Summary: A study of the theology of the Eden-temple of creation as an expression of God’s purpose to have a dwelling place with humanity and the development of this theme throughout scripture, under-girding the mission of the church.
Good biblical theology works up from the data of particular books of scripture to develop themes that run through the whole of scripture. It helps us both hear the testimony of particular writers to a particular time, and the harmony of witness through time, and calls us to join the chorus with the worship and service of our lives. This book is good biblical theology that does all of these things.

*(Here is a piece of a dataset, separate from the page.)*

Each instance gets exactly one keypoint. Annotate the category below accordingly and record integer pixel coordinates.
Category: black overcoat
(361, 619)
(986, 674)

The book arises from Mitchell Kim’s pastoral ministry, particularly a seven week sermon series based on the work of G.K. Beale in The Temple and the Church’s Mission in the New Studies in Biblical Theology series. Kim, with Beale’s co-authorship, expand this series into a survey of this theme suitable for an adult lay audience. They begin with the idea of the garden of Eden as God’s dwelling place with his image-bearers, and his intention that they would expand Eden to fill the whole earth through their offspring. Although the fall of the first couple means this purpose to extend the Eden-temple to the whole earth could not be fulfilled in the way God originally intended, we see this working out in the patriarchs with Noah once again being fruitful and multiplying after the flood, God dispersing the nations at Babel and the promise to Abraham and the response of Abraham and later Jacob in building altars throughout Canaan as types of “sanctuaries” as God begins to make a great nation.
After the deliverance of the nation from slavery in Egypt, God establishes a “tabernacle” in the wilderness, which Kim and Beale call the Eden dwelling place “remixed in the context of sin.” There is both the Holy of Holies, and provision for sin by which the people of God may approach and live in God’s Holy presence. The tabernacle, and the later temple image the cosmic temple, and the restoration of the temple, the future temple that will fill the earth.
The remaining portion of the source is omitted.